Thursday, December 15, 2011
The pre-Neoliithic has left us little evidence of human debate over migration: when to do it, where to go, what thwarted or directed it. After the revolution that brought farming, property, and the heightened struggle over land, the records proliferate. We can see the impulses to migrate, and the resistance to it; we can see the sweep of conquests and the variety of ways in which over-running peoples treated the more sedentary resisters. We can also see the strengthening of the hands of the latter in more recent times, until today migration is an epithet, bigotry toward migrators is acceptable, borders are made sacred, conquest has lost its glamor.
So it is possible now for the last half-millennium's natural spread of peoples (in this case from far-western Eurasia, i.e., whitefolk) to be demonized as imperialism and colonialization. Just as it is possible for these colonialists, once settled, to demonize later migrants in turn. What is curious is how Shepherd's screed (see my 25 Nov 2011 entry) against whitefolk trampling the Hualapai down fits into this post-Neolithic world. To the Hualapai, that area of northwestern Arizona where they ended up a millennium ago after their own extensive travels is their world, the place of their origin, their land from time immemorial. Control of the remnant called the Hualapai Indian Reservation is thus a primary issue for them, just as the whitefolk in central Arizona are determined to use anti-migration legislation and an army of border police to bolster their ebbing control of the state and its government. All over the world, we are creating these jurisdictional islands where the natural human characteristic to migrate is anthema, unnatural, even illegal.
If we forego the romancing of the noble Indian, the Hualapai Reservation is more clearly seen as a "special-use zone" where migration by non-Hualapai is controlled and taxed, stifled and prevented. As curious as is this incidence of modern human anti-migrationism, it must be admitted that the same is true of Grand Canyon National Park, a special-use zone of the strictest order, where a stance against migration (and change and land grabs) is heightened all the more because the Park's condition is (supposed) to be maintained as it was just before whitefolk in their millions set sail across the Atlantic (and Pacific and Mediterranean and Indian…). Isnt it odd that these special preserves of Park and Reservation preserve what humans are genetically not -- static and fixed in place? Meanwhile, and in spite of those who want to turn places like Arizona in its entirety into such special preserves, the very legitimate, genetically speaking, migrators uphold the banner of the wild and freely moving Homo sapiens of pre-Neolithic times. Is New York City more of a wilderness than the Grand Canyon?
Sunday, December 11, 2011
Several months ago, when I picked up on the migration angle, the Grand Canyon connection was very clear. I was reading books (by Chris Stringer, e.g.) that laid out humanity's history over the past 100 millennia as one in which migration was an essential component. Originating in a corner of Africa, we spread over that continent; we spread eastward along south Asia and to Australia; we spread north and west into Europe; north east into Asia; then with the right conditions, into the Americas; and, astonishingly, across the Pacific.
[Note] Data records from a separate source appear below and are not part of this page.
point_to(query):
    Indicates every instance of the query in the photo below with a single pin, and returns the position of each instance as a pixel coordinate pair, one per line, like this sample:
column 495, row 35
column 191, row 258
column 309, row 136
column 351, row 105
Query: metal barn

Into such a story, we can comfortably fit the migrations of the Paiutes to the Canyon's north side in the last millennium or so and the Pai to the south side, then, more lately, the Navajo coming south and west. And long before, the Hopi, carrying on the Puebloan traditions of settlement and villages that reach back more millennia, reinforce this view of humanity's multiple moves. In that scheme, the arrival of whitefolk -- Spanish, English & French -- is just another wave, one of many with sources in Europe and Asia, which continue from all over.